Can you talk about how the Office for Disability Services (ODS) serves our students?
Certainly! World Campus students seeking disability services will work with disability specialist Keith Jervis in ODS first to determine whether they should receive accommodations, and then each semester to identify appropriate accommodations for their course(s).
ODS provides students with a letter for each course identifying accommodations. The student then shares this letter with his/her instructor and discusses accessibility needs with him/her. (The instructor is never informed of the student’s specific disability, just the accommodations identified.)
The most common accommodations are providing additional time on exams and supplying required course materials in alternative formats.

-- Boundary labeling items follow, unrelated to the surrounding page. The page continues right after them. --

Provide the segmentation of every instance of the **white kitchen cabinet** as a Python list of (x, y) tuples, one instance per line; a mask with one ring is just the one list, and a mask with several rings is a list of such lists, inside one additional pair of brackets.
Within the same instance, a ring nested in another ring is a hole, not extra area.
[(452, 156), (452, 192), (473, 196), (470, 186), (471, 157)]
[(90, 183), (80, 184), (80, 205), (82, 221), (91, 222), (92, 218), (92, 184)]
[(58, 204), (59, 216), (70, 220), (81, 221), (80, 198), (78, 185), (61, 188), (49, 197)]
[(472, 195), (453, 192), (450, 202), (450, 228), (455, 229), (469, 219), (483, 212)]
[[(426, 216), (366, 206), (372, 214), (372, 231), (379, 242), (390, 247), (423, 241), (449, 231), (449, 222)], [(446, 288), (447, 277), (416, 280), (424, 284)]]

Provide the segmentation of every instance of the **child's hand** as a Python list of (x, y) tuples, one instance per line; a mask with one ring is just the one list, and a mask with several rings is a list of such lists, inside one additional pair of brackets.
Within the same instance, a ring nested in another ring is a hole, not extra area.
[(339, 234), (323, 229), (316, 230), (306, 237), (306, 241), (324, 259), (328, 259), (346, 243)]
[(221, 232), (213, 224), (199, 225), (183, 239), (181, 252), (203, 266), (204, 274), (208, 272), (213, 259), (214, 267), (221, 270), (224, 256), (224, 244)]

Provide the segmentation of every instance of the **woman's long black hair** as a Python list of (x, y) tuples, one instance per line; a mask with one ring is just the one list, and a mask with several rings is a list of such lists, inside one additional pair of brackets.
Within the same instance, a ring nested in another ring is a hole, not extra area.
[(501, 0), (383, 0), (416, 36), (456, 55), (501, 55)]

Do you have any final advice you can offer to current and prospective World Campus students with disabilities?
Certainly! My advice is not to let the barriers you face limit your aspirations! Penn State welcomes qualified students with disabilities to apply to its programs and courses.
It is important for you as a student to take responsibility for the following:
- You will need to work through the Office for Disability Services (ODS) to provide documentation that will allow us to identify and implement accommodations to make the learning process accessible.
- Each semester, you must request accommodation letters from ODS, and share those letters with your instructors in a timely manner (ideally at the very start of the course).
- You will need to have individualized discussions and negotiations with your instructor regarding course objectives, assignments, and deliverables.
One of the challenges of distance education is that it’s difficult for us to provide local assistance such as support services or assistive technologies to our students because they live throughout the world. Be sure to take the initiative to find local resources that may also be available to provide such assistance.
Thanks for the opportunity to address these topics!